Vanguard Renewables lays claim to a "network of solutions to divert organic waste from landfills", and the company says it collaborates with food and beverage manufacturers and retailers seeking organic waste disposal options.
"The company produces RNG through proprietary anerobic digesters that are powered by farm and organic waste. Vanguard Renewable will dedicate up to four projects to CMA CGM production. With this option, CMA CGM can access high-quality, low carbon intensity RNG produced by Vanguard Renewables’ large-scale facilities across the US," a statement from Vanguard Renewables said.
Vanguard said it produces RNG using both dairy and food waste, and it is backed by the world’s largest investment fund and asset manager, BlackRock.
CMA CGM’s investment in Vanguard Renewables comes shortly after the company took a stake in a Finnish methane-splitting firm. The clean-tech company is set to begin operations in 2025 at its recently completed industrial-scale methane-splitting plant in Kokkola, Finland, which is the largest in Europe.
In March 2025, CMA CGM also promised recently re-elected US President Trump it would invest US$20Bn over four years, saying the money will be used to bolster the US maritime economy and support the transformation of America’s domestic supply chain.
Pandemic era pushes liner company profits to historic highs
Figures released in April 2025 by climate change NGO Opportunity Green showed profits on an “extraordinary scale” have been made by leading shipping companies in the years since the pandemic.
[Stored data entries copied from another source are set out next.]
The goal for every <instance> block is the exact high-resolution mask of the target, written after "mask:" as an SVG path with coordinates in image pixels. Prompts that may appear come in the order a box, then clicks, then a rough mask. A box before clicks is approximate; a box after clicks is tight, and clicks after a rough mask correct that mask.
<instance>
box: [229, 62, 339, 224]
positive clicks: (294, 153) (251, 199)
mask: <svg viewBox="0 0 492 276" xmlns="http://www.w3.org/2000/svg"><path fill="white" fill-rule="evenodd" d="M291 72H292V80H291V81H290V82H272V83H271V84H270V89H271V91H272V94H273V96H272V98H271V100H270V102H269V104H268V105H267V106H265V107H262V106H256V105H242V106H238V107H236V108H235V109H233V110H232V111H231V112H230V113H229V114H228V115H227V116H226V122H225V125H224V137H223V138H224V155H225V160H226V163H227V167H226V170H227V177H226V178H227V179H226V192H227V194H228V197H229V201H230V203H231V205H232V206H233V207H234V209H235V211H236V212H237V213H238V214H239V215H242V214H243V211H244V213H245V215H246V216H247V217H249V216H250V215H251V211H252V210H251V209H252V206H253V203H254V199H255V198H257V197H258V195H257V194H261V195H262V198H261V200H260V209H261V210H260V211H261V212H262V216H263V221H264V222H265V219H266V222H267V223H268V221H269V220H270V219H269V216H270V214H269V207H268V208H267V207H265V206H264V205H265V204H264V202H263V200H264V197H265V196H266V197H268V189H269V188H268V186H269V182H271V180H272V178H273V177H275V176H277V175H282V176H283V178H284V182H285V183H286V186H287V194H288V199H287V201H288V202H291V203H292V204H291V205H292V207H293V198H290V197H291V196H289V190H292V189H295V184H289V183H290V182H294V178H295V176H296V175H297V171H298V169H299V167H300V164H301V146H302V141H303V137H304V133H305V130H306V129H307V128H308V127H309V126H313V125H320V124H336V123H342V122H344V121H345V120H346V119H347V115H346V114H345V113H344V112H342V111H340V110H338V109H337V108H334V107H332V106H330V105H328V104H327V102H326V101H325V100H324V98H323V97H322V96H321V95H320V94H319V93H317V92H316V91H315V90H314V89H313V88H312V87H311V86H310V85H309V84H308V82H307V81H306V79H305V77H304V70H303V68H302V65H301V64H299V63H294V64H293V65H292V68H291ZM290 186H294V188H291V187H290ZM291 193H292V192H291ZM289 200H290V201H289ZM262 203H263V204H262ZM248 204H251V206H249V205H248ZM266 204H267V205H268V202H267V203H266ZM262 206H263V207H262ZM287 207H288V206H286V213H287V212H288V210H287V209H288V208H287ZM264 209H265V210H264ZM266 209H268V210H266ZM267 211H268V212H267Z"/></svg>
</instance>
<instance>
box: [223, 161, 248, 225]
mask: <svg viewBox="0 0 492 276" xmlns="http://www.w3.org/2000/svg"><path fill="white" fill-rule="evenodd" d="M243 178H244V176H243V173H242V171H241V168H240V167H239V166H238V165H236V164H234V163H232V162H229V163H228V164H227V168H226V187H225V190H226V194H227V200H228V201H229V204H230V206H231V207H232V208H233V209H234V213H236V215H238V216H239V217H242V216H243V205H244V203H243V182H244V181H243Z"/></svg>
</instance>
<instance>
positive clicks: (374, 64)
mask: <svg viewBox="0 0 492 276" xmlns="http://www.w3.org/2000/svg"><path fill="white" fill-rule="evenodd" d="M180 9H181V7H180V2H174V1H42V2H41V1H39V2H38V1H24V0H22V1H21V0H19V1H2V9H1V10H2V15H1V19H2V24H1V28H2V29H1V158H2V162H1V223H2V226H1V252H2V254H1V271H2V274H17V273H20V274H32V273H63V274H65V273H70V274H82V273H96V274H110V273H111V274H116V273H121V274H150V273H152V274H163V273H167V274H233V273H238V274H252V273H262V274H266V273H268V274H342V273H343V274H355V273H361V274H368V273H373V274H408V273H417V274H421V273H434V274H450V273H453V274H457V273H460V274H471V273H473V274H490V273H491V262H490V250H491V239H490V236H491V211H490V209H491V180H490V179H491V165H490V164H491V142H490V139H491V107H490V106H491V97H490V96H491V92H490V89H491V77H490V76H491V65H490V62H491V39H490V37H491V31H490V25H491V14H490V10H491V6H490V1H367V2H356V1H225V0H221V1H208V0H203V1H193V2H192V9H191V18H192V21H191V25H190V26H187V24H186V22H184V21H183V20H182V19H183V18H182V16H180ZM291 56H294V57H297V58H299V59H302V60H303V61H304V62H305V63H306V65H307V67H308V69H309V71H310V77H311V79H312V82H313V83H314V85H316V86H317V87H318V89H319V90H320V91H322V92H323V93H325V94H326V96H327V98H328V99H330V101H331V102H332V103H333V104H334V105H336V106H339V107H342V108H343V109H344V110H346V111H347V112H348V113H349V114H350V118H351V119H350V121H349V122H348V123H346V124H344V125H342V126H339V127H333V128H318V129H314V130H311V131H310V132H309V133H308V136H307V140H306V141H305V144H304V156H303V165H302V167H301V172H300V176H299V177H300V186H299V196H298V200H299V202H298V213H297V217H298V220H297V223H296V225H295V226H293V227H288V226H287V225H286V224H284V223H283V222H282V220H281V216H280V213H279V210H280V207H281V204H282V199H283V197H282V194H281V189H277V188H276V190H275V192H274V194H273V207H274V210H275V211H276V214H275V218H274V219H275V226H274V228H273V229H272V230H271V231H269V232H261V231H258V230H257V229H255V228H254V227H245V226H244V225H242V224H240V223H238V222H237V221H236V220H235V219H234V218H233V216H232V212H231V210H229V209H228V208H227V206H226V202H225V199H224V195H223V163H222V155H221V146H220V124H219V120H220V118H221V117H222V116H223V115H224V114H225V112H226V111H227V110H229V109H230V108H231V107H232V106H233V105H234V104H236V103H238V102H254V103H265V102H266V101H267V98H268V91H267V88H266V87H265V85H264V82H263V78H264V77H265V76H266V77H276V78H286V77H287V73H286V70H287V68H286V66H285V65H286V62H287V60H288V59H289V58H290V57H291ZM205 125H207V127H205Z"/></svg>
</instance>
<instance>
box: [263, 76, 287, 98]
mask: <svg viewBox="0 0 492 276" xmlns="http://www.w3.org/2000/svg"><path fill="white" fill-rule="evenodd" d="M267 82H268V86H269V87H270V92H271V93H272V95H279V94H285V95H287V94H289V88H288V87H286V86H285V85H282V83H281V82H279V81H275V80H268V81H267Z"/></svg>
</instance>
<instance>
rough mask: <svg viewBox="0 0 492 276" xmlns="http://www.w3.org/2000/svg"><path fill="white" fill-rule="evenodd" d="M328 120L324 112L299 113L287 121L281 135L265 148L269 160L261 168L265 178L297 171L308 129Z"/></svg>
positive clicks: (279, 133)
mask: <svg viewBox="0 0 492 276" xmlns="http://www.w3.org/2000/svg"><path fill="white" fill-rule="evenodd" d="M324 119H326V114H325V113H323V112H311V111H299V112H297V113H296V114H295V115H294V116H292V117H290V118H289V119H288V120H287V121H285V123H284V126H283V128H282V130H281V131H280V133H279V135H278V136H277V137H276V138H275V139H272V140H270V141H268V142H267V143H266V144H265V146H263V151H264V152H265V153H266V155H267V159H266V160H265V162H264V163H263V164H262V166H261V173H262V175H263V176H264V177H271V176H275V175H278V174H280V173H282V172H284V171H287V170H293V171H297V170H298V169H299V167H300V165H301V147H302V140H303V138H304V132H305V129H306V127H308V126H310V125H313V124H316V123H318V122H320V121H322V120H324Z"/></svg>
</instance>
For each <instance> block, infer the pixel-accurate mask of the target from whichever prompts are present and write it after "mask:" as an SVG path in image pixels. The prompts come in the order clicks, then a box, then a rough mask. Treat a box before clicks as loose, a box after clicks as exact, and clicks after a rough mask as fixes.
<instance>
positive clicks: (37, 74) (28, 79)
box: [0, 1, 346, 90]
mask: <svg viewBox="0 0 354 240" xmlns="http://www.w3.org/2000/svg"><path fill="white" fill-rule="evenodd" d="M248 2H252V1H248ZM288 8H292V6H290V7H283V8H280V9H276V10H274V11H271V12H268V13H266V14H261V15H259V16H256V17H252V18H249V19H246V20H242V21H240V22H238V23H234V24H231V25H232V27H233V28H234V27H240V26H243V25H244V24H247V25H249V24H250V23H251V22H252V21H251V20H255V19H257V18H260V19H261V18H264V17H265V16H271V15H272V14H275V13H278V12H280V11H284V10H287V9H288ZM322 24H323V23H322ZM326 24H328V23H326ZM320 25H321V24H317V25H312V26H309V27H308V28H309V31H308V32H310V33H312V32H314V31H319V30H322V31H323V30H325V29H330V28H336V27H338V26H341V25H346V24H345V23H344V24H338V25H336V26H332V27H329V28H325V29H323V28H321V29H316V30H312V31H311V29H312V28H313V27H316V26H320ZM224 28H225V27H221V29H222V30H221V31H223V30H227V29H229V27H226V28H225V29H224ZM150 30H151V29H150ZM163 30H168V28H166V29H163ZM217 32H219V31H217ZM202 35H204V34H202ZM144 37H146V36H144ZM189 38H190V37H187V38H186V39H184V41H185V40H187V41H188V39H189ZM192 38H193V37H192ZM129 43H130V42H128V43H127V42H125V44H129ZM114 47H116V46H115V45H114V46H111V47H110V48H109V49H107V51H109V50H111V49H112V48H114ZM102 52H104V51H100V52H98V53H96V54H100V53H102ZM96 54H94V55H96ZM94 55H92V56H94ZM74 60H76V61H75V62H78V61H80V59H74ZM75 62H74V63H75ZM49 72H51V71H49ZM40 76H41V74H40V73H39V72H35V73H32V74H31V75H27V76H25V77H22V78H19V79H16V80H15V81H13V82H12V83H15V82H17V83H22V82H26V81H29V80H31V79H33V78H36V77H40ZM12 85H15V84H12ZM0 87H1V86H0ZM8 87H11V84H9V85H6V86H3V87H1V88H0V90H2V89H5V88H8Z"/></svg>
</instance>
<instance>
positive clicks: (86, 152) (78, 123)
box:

The world’s 139 largest shipping companies – accounting for 90% of the world’s fleet – made almost US$340.0Bn in profits from 2019-2023, the last year for which full figures are available. Of this sum, 93% was taken by the top 10 largest companies, the report says
“The pandemic created an enormous windfall for shipping companies as the easing of lockdown restrictions caused a spike in global demand for freight, pushing prices up to record levels. But freight prices have soared again since 2023, as a result of disruptions to global shipping routes including drought restrictions on the Panama Canal and attacks by the Houthis on ships in the Red Sea. As freight prices have risen, so have shipping company profits,” the report said.
It added, “Yet despite these record earnings, shipping company taxes have remained catastrophically low and many of the world’s biggest shipping companies are failing to pay their fair share of taxes.”
According to the report, the top three publicly listed European shipping companies, Maersk, CMA CGM and Hapag Lloyd, paid only $4.6Bn in taxes in total over five years, while making nearly half of all profits globally (US$137.0Bn) among the shipping companies studied. Had the top 10 largest shipping companies paid the average rate of tax faced by other companies in their home countries, the additional tax raised would have been US$42.0Bn.
CMA CGM has made its investments in fuel supply chain infrastructure through its dedicated strategic energy investments fund, PULSE.